Recommendation: State agencies and universities as well as agencies that regulate industries that make such investments, should require companies or entities issuing bonds or stock or otherwise borrowing to document their efforts to address the year-2000 problem for such state agencies and/or regulated institutions.
State Police Issues
The State Police needs to ensure that all safety and protection systems function properly. This could include the statewide law enforcement microwave communications systems, the computer systems that contain criminal history and offender information (including fingerprint identification systems), the sophisticated equipment in patrol vehicles, and the jails.
Recommendations: The State Police should initiate proceedings to determine if these safety and protection systems are year-2000 ready.
Transportation Control Systems
Motor vehicle, highway, and railroad traffic control systems use computers and devices with embedded microprocessors that could fail or produce incorrect timing sequences.
Recommendations: (1) The State Department of Transportation (DOT) should be made aware of the potential problem and should assist local communities with the identification of vendor equipment and systems that have year-2000 problems and the possible solutions. DOT should work with the State Railroad Commission to assess the safety of highway/rail crossing sites. (2) The Railroad Commission should initiate proceedings to determine if each rail system manager has conducted a year-2000 risk assessment, developed a corrective action plan, and established a date to become year-2000 ready.
Water and Waste Treatment Systems
Most modern systems that control the treatment and distribution of drinking water and waste water use computers and "smart valves" with embedded microprocessors.
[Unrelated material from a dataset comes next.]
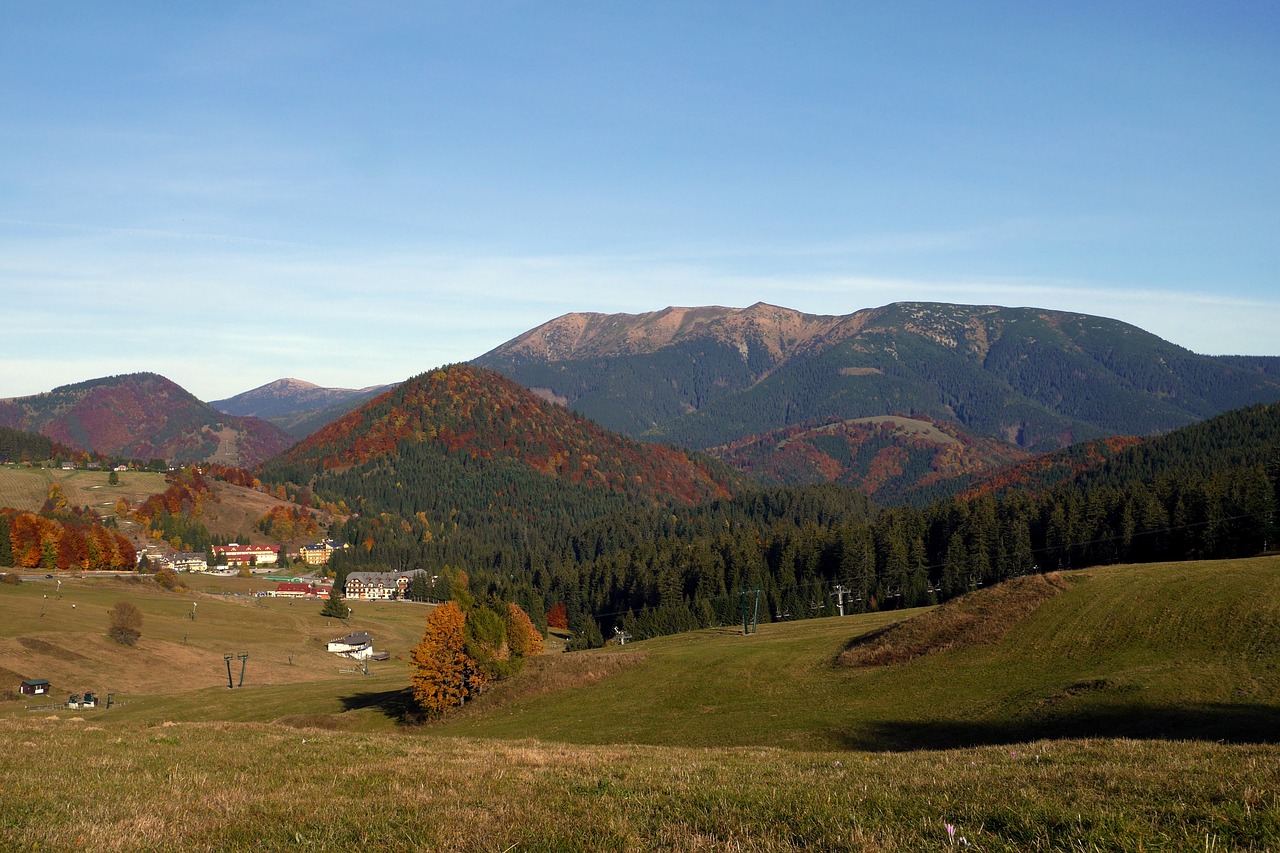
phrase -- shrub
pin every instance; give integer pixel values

Problems with the control systems, hardware or software, or the smart valves could result in total system failures, contamination of ground water, and/or contamination of drinking water.
Recommendation: The NRCC should initiate a proceeding to assess the year 2000 readiness of all water districts, municipal water supplies, and waste water treatment facilities. The proceeding should determine if each utility has conducted a year 2000 risk assessment, developed a corrective action plan, and established a date to become year-2000 ready. NRCC also should make information available about known problems and potential solutions for specific vendor-supplied systems and equipment.